Le concept du Panoptique(2)  tel qu’avancé par Foucault nous sera utile pour comprendre de quelle manière des lieux communs et ségrégés selon le genre servent à l’économie des corps et à les policer. Parce qu’en répétant l’inclusion et l’exclusion de certains lieux, on contribue à cette économie des corps, des corps qu’on valorise ou dévalorise selon des standards établis simultanément en-dehors et à l’intérieur du lieu ségrégé.
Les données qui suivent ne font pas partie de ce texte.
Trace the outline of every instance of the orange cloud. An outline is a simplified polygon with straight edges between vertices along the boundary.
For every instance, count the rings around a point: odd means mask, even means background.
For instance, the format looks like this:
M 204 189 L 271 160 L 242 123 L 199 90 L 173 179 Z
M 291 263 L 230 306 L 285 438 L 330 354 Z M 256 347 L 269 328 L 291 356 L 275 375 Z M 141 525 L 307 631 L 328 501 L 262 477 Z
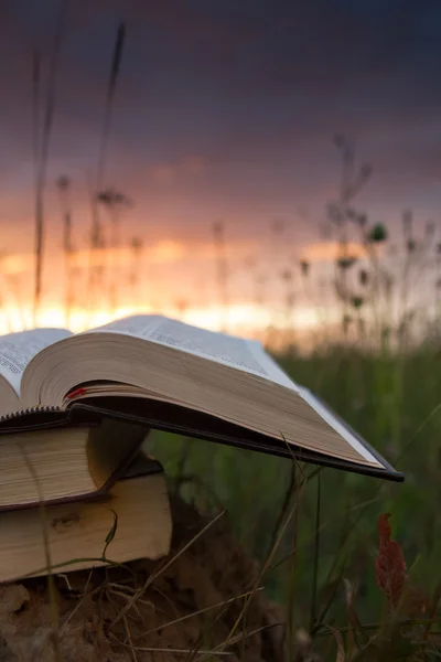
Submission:
M 368 257 L 365 246 L 357 242 L 349 242 L 345 247 L 344 255 L 349 255 L 357 259 Z M 338 259 L 338 257 L 343 257 L 343 249 L 338 242 L 318 242 L 306 246 L 303 249 L 301 257 L 311 263 L 334 261 L 335 259 Z

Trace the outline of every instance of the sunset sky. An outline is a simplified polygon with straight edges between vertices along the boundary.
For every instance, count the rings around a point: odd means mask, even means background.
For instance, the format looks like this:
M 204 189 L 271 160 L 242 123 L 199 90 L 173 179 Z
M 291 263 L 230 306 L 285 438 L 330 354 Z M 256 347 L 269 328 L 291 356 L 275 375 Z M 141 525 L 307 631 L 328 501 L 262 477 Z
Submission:
M 0 3 L 3 306 L 30 295 L 31 61 L 39 49 L 47 72 L 60 7 L 60 0 Z M 254 314 L 249 265 L 257 278 L 304 256 L 326 263 L 334 248 L 319 227 L 338 185 L 336 132 L 351 137 L 361 162 L 374 167 L 358 207 L 392 235 L 406 207 L 421 227 L 440 221 L 437 0 L 71 0 L 47 177 L 44 306 L 51 319 L 63 297 L 54 181 L 72 179 L 74 243 L 85 252 L 87 181 L 96 171 L 121 20 L 127 33 L 104 179 L 133 201 L 123 214 L 123 239 L 142 238 L 140 269 L 150 284 L 141 281 L 136 292 L 123 286 L 121 309 L 173 311 L 185 302 L 192 321 L 215 327 L 212 226 L 219 220 L 239 325 Z M 275 220 L 284 223 L 278 241 Z M 129 264 L 130 254 L 120 259 Z M 266 285 L 263 323 L 280 293 L 268 278 Z M 300 325 L 308 327 L 314 306 L 299 293 Z

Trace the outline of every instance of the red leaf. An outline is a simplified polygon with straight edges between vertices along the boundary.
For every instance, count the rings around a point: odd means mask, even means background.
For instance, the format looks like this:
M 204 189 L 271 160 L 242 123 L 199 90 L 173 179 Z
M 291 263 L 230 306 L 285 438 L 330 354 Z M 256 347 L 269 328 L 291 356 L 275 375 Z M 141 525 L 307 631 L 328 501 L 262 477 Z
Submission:
M 379 551 L 375 562 L 375 576 L 389 607 L 396 608 L 401 598 L 407 568 L 401 547 L 390 537 L 389 517 L 389 513 L 384 513 L 378 519 Z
Les injonctions sur les corps sont rendues possible à la fois par les pairs et par les personnes en charge. Les premiers.ères sont juges et acteurs.trices dans le jeu de l’acceptable et de l’inacceptable en ce qui concerne l’apparence physique et l’expression de genre; les seconds sont les «gatekeepers», les gardien.ne.s de la porte, qui décident qui peut entrer dans les lieux ségrégés.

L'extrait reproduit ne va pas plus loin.